Fico também pensando na situação da garotinha, cuja mãe, toda cheia de ternura e carinho, a embala nos braços, entoando esta ameaça policialesca: “Sapo cururu, da beira do rio/Vem pegar esta menina que não quer dormir”. Já imaginou? O cururu é um bicho monstruosamente feio, capaz, nos ditos d’antanho, de dar nó em pingo d’água. A única explicação que me vem à cabeça é a de que a genitora já tenha explicado à sua cria que, mesmo horrendo, o tal sapo pode se transformar em um príncipe, desde que, como indica a lógica, seja beijado com amor. Se a criança conseguir superar o asco inerente a esse procedimento de mutação, pode ser que consiga sonhar com o batráquio já transformado e devidamente paramentado para as cerimônias da realeza. Em outra versão, é o murucututu que ocupa o lugar do sapo. O que seja um murucututu, não me perguntem porque eu não sei.

Lembro-me de uma composição com que as crianças se divertiam e que, se a memória não me falha, continha o seguinte trecho: “Meu anel de ouro/Que papai me deu/Quem achou, achou/Mas quem perdeu fui eu/Quem achou o meu anel/Faz favor de me entregar/Por causa do meu anel/Eu não quero apanhar”. Nos tempos de hoje isso soa quase como um discurso do Bolsonaro.

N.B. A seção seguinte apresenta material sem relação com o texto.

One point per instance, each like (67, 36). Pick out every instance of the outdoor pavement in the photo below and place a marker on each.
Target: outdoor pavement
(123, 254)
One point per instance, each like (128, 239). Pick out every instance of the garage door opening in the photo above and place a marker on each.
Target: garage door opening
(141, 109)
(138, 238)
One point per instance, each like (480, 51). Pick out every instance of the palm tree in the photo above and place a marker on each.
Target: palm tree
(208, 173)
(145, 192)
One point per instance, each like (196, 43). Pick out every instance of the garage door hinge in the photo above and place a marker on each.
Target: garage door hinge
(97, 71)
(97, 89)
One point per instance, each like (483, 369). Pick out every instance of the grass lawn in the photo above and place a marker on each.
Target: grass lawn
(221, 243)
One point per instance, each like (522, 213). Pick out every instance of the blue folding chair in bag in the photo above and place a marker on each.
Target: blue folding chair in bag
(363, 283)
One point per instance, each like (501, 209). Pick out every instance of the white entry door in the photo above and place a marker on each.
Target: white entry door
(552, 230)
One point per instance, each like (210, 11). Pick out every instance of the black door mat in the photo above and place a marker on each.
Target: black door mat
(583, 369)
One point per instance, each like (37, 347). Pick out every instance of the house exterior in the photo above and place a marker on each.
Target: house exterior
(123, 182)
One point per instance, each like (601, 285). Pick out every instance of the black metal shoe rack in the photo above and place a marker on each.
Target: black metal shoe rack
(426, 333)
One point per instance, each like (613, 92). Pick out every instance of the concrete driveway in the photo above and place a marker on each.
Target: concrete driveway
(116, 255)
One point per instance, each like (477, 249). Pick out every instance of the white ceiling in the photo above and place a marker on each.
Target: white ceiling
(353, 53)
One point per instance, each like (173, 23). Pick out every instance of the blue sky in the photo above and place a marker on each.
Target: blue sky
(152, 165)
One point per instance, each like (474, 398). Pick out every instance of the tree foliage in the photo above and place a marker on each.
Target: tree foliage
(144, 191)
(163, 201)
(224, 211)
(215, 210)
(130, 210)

Se não é mais possível aplicar uma simples palmada num curumim mal-educado, o que dizer da ideia de espanca-lo só pelo fato de ter perdido um anel? De ouro, é verdade, mas o valor da joia não há de ter o condão de permitir que o genitor, por mais avaro que seja, extravase sua insatisfação, moendo de porrada o pobre menino. Que vá reclamar do seguro.

No campo das historinhas, a coisa também não é lá das mais promissoras e edificantes. O lobo mau, por exemplo. Que padrão de vilania e burrice, engolfadas em um mesmo ente. Se seu objetivo era devorar a Chapeuzinho, por que não o fez logo início, quando ela estava sozinha na floresta? Mas, que nada! Tinha que primeiro ir à casa da vovó, traçar a velhota. E fê-lo em grande estilo, comendo-a por inteiro, para depois, num requinte de perversidade, envergar as roupas da anciã e, placidamente, deitar-se na cama, à espera da sobremesa. A menina da touca vermelha dá, então, uma demonstração de miopia ou de debilidade mental, ou, quem sabe, das duas coisas misturadas. Como é que, estando à beira do leito, conseguiu se confundir, imaginando que se encontrava ao lado da vovozinha querida? Ou era muito lesa ou estava necessitando de uma urgente consulta com o doutor Denis, esse excelente oftalmologista amazonense.

Os caçadores que matam o lobo e salvam a menina são um caso especial de impunidade, palavra hoje tão em voga nos arraiais punitivistas. Presunçosos, saíam por aí cantando que usavam a espingarda para matar pacas, tatus e cutias. E com que cara ficam o IBAMA e os ecochatos? E olhem que eu não estava querendo mencionar o exercício ilegal da medicina veterinária, escancarada quando os tais heróis dão pelo menos quatro talhos na barriga do lobo, para de lá extrair a velha inteirinha e ainda usando os óculos que portava quando serviu de banquete para a feroz criatura.

E a Branca de Neve, minha gente? A maneira explícita pela qual ela seduziu os anões, especificamente o Dunga, que era uma criança anã, levaria a gentil princesa a se envolver num rumoroso processo de pedofilia, desses que aparecem no Fantástico e que fazem com que a justiça brasileira não respeite as garantias individuais,  apenas por medo da mídia e da opinião pública. Estaria ela enjaulada, cumprindo prisão preventiva.

A Cinderela tinha toda uma vocação para o estelionato. Depois que a fada-madrinha, coautora na prática do ilícito com o emprego de métodos que a levariam ao tribunal do Santo Ofício, ela aplica o golpe no besta do príncipe, deixando para trás o sapato de cristal, único dos seus ornamentos que não perdeu o encanto depois da meia-noite. Então, viveram felizes para sempre.

Concluo, lembrando que o Pica-Pau é um mau caráter de padrão internacional, enquanto o Pernalonga é capaz de fazer inveja ao mais escolado dos malandros. E o Ali Babá conseguiu vivenciar o ditado popular, segundo o qual “ladrão que rouba ladrão tem cem anos de perdão”. No Brasil de hoje, está difícil saber quem merece ser perdoado. E assim, entre tantas monstruosidades, nossas crianças vão dormindo e se distraindo, ao som da mais surreal orquestra de loucuras.